サンヒョンは罪を償わなければと俯くがテジュはニヤっと笑い警備課長を殴って他界させ逃げたトンジュの首をへし折ります。テジュの暴走を止めたいサンヒョンはトンジュの妻イブリンを追い込むが始末したように見せかけ助けます。
そして4人が失踪したらこの家が捜索されるから逃げようと言いラ夫人を連れて車を走らせます。キャンプ場のテントで体を重ねるが国民に目撃され「神父がそんな事をするのか」と責められます。
車を走らせるサンヒョンの顔には水疱が・・テジュはイブリンの「赤」を飲んでいなかったのだと気付きます。
浜辺に車を止めるサンヒョン、テジュはもうすぐ日が昇るとトランクの中に隠れます。
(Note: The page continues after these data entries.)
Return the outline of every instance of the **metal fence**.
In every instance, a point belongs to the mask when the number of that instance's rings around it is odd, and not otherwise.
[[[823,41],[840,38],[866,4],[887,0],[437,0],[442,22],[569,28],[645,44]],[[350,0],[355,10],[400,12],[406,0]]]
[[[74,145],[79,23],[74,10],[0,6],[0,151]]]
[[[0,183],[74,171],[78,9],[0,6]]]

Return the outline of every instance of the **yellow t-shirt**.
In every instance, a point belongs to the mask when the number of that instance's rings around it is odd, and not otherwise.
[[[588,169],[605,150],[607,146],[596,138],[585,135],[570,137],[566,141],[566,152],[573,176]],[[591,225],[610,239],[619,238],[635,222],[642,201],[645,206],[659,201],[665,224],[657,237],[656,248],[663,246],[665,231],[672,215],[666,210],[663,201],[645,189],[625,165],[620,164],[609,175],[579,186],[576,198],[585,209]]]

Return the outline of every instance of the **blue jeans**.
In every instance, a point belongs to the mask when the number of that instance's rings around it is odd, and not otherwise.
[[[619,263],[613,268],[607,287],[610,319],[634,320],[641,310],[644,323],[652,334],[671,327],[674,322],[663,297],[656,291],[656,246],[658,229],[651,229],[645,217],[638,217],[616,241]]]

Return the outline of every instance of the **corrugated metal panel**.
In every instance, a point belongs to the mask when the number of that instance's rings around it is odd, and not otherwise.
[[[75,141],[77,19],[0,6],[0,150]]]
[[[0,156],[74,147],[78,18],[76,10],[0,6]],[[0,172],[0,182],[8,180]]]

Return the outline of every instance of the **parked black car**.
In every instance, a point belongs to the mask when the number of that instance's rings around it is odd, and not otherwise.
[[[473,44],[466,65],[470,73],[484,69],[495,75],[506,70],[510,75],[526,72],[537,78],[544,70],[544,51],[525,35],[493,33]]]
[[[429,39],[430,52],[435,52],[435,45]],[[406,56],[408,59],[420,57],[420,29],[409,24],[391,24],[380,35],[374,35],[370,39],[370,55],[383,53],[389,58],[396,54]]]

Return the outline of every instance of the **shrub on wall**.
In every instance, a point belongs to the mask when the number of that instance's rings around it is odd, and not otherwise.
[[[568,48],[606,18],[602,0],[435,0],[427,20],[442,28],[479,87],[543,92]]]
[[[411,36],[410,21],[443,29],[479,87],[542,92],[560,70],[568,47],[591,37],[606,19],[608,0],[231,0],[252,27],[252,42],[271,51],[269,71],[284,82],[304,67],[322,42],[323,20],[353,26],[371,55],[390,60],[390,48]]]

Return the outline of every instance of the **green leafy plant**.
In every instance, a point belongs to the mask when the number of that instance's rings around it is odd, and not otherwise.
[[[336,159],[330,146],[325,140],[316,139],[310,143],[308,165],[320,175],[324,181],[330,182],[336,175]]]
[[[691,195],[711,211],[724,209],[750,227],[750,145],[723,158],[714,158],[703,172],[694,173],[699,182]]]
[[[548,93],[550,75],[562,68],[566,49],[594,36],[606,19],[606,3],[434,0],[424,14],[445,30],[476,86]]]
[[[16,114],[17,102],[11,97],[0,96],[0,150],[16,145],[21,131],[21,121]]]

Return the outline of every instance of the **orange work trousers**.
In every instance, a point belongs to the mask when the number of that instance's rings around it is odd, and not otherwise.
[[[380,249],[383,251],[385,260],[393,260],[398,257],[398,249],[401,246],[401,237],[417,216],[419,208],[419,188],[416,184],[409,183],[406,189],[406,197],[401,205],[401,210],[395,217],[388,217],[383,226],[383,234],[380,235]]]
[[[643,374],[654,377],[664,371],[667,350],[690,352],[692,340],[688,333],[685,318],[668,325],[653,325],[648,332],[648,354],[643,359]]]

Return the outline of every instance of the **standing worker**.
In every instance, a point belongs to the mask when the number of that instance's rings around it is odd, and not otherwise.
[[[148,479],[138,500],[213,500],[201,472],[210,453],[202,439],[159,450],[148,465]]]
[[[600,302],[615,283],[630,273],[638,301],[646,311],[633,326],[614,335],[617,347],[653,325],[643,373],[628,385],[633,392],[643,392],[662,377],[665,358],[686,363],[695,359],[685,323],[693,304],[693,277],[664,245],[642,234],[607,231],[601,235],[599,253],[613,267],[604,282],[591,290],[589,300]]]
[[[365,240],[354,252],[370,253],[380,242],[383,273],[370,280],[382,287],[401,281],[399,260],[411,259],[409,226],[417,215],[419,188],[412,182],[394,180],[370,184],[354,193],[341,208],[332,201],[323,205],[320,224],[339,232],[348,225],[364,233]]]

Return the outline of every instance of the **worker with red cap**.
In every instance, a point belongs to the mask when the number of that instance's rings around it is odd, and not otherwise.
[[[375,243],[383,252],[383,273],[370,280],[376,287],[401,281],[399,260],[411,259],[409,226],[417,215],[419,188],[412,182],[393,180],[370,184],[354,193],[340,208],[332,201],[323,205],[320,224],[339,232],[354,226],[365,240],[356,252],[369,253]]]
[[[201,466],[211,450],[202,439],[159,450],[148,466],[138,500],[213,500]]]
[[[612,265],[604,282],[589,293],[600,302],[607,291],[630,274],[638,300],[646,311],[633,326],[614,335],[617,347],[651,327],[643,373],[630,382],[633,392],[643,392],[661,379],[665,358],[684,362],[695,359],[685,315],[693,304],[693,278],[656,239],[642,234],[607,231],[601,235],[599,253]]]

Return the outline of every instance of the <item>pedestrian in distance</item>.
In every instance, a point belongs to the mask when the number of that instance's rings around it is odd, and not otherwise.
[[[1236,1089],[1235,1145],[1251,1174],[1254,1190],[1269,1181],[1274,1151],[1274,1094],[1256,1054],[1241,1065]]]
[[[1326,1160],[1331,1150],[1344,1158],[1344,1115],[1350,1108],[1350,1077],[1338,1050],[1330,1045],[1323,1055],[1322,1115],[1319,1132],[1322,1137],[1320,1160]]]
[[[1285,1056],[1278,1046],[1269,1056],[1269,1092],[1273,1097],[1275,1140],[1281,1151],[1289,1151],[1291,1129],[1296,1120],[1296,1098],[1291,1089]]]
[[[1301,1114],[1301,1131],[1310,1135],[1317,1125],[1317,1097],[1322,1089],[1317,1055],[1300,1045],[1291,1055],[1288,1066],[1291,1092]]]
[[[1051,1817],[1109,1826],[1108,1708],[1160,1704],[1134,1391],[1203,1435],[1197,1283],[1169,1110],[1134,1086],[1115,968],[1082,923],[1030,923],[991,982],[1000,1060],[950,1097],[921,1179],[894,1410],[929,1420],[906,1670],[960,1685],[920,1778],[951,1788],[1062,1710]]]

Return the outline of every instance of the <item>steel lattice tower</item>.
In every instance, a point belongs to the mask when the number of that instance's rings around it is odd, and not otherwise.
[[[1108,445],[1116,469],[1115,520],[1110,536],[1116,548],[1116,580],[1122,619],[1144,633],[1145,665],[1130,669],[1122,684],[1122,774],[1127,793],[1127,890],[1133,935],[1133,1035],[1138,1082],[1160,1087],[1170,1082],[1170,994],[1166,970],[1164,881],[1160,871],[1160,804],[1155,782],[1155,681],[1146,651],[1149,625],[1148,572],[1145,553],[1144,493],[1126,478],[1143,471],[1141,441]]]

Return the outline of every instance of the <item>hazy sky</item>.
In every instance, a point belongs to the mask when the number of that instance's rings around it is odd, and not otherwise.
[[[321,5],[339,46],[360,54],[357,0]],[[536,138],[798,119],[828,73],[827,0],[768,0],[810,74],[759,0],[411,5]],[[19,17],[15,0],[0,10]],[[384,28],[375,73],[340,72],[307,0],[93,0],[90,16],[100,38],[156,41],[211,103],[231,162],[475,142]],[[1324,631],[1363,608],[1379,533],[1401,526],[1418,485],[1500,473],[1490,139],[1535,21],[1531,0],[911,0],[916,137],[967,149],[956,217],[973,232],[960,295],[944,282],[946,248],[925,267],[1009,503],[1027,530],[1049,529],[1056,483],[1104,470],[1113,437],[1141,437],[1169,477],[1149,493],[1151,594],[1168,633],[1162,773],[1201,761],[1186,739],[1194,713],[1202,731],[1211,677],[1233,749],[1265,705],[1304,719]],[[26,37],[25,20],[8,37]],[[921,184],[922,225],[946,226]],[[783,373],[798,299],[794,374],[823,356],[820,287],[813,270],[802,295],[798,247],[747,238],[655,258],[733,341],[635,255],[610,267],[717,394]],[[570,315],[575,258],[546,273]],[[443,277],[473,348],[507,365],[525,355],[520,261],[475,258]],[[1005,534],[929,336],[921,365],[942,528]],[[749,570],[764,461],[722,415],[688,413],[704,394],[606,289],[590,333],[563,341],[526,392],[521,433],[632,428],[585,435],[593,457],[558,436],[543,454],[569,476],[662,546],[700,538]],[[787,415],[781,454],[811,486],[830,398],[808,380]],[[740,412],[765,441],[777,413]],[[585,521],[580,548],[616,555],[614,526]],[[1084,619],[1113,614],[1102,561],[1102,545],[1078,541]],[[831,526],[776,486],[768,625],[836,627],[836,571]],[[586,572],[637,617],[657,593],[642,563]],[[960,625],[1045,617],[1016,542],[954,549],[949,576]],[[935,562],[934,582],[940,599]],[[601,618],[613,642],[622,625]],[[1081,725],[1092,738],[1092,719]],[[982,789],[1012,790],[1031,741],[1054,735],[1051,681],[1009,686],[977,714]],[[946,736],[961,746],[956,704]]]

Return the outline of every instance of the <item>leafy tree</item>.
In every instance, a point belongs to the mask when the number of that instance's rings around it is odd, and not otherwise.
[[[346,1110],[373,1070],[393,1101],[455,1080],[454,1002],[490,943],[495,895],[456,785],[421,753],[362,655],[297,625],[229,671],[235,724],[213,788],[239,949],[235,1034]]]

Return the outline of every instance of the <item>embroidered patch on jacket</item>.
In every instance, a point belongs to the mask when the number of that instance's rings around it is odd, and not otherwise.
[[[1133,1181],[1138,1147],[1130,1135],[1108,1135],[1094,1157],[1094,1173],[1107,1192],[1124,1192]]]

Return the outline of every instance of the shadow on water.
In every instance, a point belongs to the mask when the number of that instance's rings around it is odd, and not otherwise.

しかしサンヒョンはトランクの蓋を捥ぎ取り海に向かって投げ飛ばしました。
諦めたテジュは初めて会ったときにサンヒョンが与えてくれた靴を履きサンヒョンに寄り添います。
「テジュとずっと一緒にいたい、地獄で会おう」
日が昇るとラ夫人が見ている目の前で二人は焼かれ抱き合いながら消えていきました。
感想
「赤」を飲むシーンや濡れ場シーンがやたら長く本来のストーリーが薄く感じた。
もうちょっとバンパイアになってしまった孤独な苦悩など分かるように表現して欲しかったのが正直なところ。
サンヒョンの苦しみはまったく伝わってこなかった。テジュを演じたキム・オクビンさんが妙に色っぽい、それだけが記憶に強く残る作品だった。
最期は信仰が勝利したという事でいいのかな。